Rz. 7

§ 79 AO – weitgehend identisch mit § 12 VwVfG – beschreibt die rechtliche (Verfahrens-) Handlungsfähigkeit im Steuerverwaltungsverfahren. Die Vorschrift regelt nach allgemeiner Auffassung nicht nur die sog. aktive, sondern auch die sog. passive Handlungsfähigkeit.[1] Sie ist zu unterscheiden von der natürlichen Handlungsfähigkeit, die ausschließlich natürliche Personen besitzen. Der Begriff der Handlungsfähigkeit bezeichnet eine verfahrensrechtliche Eigenschaft des Beteiligten.[2] Er entspricht dem prozessualen Begriff der Prozessfähigkeit nach den §§ 51 ff. ZPO; § 58 FGO; § 62 VwGO.

 

Rz. 8

Der Begriff der Verfahrenshandlungsfähigkeit erfasst die Fähigkeit des Beteiligten, im Verwaltungsverfahren der Finanzbehörde rechtswirksame Handlungen selbst vorzunehmen oder eine Vollmacht zu erteilen[3] und Handlungen durch einen Bevollmächtigten[4] vornehmen zu lassen.[5] Der handlungsfähige Beteiligte kann also die ihm im Steuerrechtsverhältnis[6] eingeräumten Rechte bzw. auferlegten Pflichten selbst geltend machen oder erfüllen und die erforderlichen Verfahrenshandlungen gegenüber der Finanzbehörde vornehmen.

 

Rz. 9

Um wirksame Verfahrenshandlungen vornehmen zu können, muss neben der Verfahrenshandlungsfähigkeit auch die Beteiligungsfähigkeit gegeben sein. Diese ist in der AO nicht besonders geregelt. Die Beteiligungsfähigkeit meint die rechtliche Fähigkeit, als Subjekt eines Verwaltungsverfahrensverhältnisses an einem konkreten steuerrechtlichen Verwaltungsverfahren teilnehmen zu können.[7]

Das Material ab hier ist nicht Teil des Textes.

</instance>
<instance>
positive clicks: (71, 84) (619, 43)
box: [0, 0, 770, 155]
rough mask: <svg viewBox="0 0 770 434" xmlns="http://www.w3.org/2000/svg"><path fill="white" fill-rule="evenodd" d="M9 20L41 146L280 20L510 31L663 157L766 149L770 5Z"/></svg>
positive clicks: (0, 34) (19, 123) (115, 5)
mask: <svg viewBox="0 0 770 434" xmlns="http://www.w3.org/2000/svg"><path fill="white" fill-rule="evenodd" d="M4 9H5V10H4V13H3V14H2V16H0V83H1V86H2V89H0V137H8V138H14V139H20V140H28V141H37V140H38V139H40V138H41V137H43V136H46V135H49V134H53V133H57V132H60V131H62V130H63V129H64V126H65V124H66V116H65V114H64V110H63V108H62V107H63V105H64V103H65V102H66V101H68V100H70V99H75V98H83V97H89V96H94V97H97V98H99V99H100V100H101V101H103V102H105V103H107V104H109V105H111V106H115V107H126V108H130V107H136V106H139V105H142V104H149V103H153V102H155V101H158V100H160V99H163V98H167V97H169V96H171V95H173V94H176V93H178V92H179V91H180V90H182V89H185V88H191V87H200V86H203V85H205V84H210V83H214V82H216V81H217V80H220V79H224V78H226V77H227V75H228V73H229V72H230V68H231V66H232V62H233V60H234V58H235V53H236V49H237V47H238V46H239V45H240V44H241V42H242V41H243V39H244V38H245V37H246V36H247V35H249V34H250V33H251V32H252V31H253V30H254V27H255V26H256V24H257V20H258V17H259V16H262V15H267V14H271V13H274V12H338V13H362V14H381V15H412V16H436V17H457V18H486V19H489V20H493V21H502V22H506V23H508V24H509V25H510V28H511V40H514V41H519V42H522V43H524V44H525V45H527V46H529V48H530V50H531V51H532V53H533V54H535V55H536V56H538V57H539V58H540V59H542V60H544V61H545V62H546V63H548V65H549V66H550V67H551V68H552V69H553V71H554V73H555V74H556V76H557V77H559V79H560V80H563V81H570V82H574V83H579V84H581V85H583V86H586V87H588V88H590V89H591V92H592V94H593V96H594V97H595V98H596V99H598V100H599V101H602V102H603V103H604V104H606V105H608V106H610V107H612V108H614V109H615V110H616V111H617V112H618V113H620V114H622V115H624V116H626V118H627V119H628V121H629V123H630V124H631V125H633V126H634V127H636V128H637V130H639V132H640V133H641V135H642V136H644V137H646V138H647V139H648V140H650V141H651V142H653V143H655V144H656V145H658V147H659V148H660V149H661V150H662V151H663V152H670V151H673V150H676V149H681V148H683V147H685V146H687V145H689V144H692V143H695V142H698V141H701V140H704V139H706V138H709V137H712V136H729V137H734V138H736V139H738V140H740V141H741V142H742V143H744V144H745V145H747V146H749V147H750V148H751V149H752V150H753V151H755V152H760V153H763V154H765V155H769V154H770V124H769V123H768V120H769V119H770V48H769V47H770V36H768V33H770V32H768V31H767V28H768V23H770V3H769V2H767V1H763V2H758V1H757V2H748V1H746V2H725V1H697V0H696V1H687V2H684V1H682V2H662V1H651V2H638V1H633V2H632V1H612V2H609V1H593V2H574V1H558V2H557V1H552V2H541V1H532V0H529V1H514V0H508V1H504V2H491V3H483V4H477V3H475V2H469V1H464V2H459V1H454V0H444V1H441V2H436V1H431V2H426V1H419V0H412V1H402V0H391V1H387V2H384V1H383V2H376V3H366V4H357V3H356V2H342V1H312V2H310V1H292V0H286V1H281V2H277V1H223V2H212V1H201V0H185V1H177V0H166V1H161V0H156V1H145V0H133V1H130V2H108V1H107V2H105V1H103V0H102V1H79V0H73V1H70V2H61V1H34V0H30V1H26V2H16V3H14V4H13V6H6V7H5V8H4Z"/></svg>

Der Begriff der Beteiligungsfähigkeit knüpft an dem Begriff der Steuerrechtsfähigkeit an.[8] Derjenige, der bereits nicht beteiligungsfähig ist, ist zwingend auch zur Vornahme von wirksamen Verfahrenshandlungen unfähig. Ein etwaiger Antrag eines Beteiligungsunfähigen, wäre daher als unzulässig zurückzuweisen.

 
Hinweis

Richtet die Finanzverwaltung an eine OHG einen Einkommen- oder Körperschaftsteuerbescheid, qualifiziert die OHG zwar als Beteiligte i. S. d. § 78 Nr. 2 AO. Sie bleibt jedoch beteiligungsunfähig, da sie weder einkommensteuer- noch körperschaftsteuerfähig ist.

[1] BFH v. 16.4.1997, XI R 61/94, BStBl II 1997, 595; BT-Drs. VI/1982, 130; Mues, in Gosch, AO/FGO, § 79 AO Rz. 8; Söhn, in HHSp, AO/FGO, § 79 AO Rz. 3; Drüen, in Tipke/Kruse, AO/FGO, § 79 AO Rz. 6; Niewerth, in Lippross/Seibel, AO, § 79 AO Rz. 2; Ebling, DStZ 1998, 322.
[2] Söhn, in HHSp, AO/FGO, § 79 AO Rz. 3.
[3] Drüen, in Tipke/Kruse, AO/FGO, § 79 AO Rz. 4; Mues, in Gosch, AO/FGO, § 79 AO Rz. 7; Söhn, in HHSp, AO/FGO, § 79 AO Rz. 3.
[7] FG Düsseldorf v. 5.8.1999, 18 V 4368/98 A (AO), EFG 1999, 1162; Söhn, in HHSp, AO/FGO, § 79 AO Rz. 16.